Why is the copy created by AI starting to look the same? And why are clients and readers starting to notice?
Rise of the “sea of sameness”
According to Maninder Singh, head of innovation and creative at Rediffusion Brand Solutions, the most visible failure of AI-generated work is not inaccuracy but indistinction.
read more: AI in Advertising: Transformative or Stifling Creativity?
“AI tends to value civility, explanation, and agreement,” he says. “These are the fatal qualities of powerful communication: it grapples with the very content, irony, and imperfection that makes ideas powerful.”
Clients are already feeling this emptiness, he added.
“There were clear examples of work that felt technically sound but spiritually empty. When an AI copy is treated as final rather than provisional, its biggest weakness is exposed: the AI cannot feel the consequences of what it says.”
VML India CEO Babita Baruah believes the industry is entering what many marketers quietly describe as an 'sea of sameness'.
“The content may be grammatically perfect, but emotionally it’s flat,” she said. “There’s a lack of jagged edges, wit, and a clear point of view. Brands are all powered by the same AI, so they end up sounding the same.”
At advertising agency talent, there is often a subtle sense of resistance. “The feedback is usually, 'This feels too generic,' or 'This isn't who we are,'” said talent strategist Varun Kiatani. “That’s the problem with AI in its most visible form.”
Kushager Tuli, President (Creative) at Tilt Brand Solutions, was more blunt. “AI-generated copies lack a soul for the most part. People can see through the coldness and lack of real thought.”
As generation tools flood the system with competent writing, what's missing is not content, but character.
meaningless speed
PR and strategic communications advisor Anup Sharma believes that the most dangerous impact of AI is not creative. It's a cultural thing.
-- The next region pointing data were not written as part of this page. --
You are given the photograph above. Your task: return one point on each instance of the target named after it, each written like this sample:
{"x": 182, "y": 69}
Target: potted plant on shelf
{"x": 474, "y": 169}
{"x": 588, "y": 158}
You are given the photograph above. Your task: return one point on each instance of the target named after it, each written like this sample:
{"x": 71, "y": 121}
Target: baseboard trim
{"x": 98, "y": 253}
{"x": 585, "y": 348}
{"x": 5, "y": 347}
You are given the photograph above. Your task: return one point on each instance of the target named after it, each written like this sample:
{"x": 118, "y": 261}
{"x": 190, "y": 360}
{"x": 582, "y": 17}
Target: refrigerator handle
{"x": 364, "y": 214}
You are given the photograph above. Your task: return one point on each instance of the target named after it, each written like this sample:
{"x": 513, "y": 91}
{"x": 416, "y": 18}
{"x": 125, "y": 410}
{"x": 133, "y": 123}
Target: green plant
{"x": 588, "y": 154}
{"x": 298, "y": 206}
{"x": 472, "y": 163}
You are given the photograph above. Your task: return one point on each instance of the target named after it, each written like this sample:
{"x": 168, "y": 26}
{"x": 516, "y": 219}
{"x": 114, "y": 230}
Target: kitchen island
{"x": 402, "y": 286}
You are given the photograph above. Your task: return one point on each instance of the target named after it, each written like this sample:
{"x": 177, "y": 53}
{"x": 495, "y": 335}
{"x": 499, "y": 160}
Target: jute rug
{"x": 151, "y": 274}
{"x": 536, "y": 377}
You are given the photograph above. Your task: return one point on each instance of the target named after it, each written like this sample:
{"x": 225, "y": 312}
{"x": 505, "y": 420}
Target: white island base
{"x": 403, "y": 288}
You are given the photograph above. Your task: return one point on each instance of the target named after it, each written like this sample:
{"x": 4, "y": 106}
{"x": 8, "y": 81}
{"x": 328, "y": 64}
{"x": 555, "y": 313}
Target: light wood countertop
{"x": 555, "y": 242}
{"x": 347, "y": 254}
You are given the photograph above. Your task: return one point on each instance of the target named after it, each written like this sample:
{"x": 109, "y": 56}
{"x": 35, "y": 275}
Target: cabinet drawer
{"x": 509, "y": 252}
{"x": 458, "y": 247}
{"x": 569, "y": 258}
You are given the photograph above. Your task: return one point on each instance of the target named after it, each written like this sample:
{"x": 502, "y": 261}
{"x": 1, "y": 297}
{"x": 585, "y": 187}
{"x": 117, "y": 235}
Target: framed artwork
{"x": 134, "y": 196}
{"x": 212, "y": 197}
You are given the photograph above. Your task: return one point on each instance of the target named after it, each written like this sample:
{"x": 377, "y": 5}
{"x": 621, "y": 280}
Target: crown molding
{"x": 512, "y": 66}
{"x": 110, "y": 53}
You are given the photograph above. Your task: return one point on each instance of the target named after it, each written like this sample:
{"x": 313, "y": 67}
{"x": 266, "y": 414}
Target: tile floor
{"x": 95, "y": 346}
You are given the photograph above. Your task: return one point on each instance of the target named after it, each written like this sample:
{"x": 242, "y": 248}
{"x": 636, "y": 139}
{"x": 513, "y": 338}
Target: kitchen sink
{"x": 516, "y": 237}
“AI has lowered the barriers to publishing,” he says. “As content becomes richer, it becomes less meaningful.” “AI amplifies what's already there. If the story is shallow, it just magnifies the problem faster.”
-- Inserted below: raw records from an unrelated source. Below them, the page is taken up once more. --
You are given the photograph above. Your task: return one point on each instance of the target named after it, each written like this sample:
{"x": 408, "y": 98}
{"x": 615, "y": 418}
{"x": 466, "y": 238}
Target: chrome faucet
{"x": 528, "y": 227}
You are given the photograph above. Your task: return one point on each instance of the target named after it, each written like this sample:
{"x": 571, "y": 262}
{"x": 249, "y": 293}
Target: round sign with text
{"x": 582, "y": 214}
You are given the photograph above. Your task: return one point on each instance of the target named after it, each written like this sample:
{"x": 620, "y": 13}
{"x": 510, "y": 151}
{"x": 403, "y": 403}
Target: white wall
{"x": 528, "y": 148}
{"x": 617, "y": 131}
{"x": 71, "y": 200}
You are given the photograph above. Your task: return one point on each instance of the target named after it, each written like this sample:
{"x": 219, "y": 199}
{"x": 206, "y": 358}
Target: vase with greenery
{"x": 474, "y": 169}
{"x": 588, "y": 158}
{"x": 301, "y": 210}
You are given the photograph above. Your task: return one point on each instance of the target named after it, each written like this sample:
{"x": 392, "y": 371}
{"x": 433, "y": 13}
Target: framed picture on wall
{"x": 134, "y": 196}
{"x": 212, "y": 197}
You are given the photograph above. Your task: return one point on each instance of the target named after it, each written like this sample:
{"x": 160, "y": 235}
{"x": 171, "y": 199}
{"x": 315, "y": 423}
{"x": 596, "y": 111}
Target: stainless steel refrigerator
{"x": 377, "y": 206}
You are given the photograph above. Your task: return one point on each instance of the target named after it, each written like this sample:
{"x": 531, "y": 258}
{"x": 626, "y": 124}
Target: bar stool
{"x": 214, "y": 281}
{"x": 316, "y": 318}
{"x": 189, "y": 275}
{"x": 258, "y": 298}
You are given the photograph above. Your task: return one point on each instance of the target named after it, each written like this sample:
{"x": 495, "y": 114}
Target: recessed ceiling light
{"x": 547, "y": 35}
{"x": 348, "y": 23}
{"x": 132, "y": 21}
Sharma cited over-automation, weak editorial oversight, uncorrected bias and ethical shortcuts as the most common failures.
“AI can help detect misinformation, but deciding how to respond requires moral judgment. Ethical communication is becoming more important, not less.”
He added that AI often generates sophisticated language without emotional or cultural depth.
“This work grapples with humor, regional nuances, and the subtle signals that shape public perception. The message of Dibrugarh cannot sound like the message of Muzaffarpur. The differences must remain human.”
This loss of emotional regulation is increasingly felt in both advertising and public relations, where credibility depends on intent rather than deliverable.
When technology becomes an idea
India is already experiencing both the potential and pitfalls of AI-driven creativity.
In 2021, Mondelēz International's 'Shah Rukh Khan My Ad' Diwali campaign used AI and machine learning to generate thousands of personalized ads for local retailers, allowing small businesses to star alongside actors in hyperlocalized films. The campaign was widely praised as a meaningful use of technology for human ideas.
However, in recent years there have been some warnings.
In 2024, Coca-Cola faced global backlash for an AI-generated film that referenced the company's iconic commercial, “The Holidays Are Coming,” and was criticized for feeling soulless and emotionally empty. We saw a similar response with our 2025 AI-driven holiday campaign. McDonald's in the Netherlands also drew criticism for its AI-produced Christmas movie, but it quickly became more of a reputational issue than a creative one.
At Talented, Chiatani said that most AI-driven campaigns fail for two reasons, one on the creator's side and one on the consumer's side.
“There is an overreliance on the part of creators. Brands are starting to mistakenly think of AI as an idea. AI is not an idea. It's a means to an end,” the spokesperson said. “When AI becomes the raison d’être of a campaign, the effort feels more like posturing than innovation.”
The issue on the consumer side is trust. “Poorly executed AI content still feels cheap. Viewers sense a lack of effort. The backlash right now isn't about AI; it's about weak creative decision-making disguised as technology.”
Shin agreed. “Many campaigns fail because they confuse novelty with relevance. Audiences can tell when technology is being used as a shortcut rather than a tool.”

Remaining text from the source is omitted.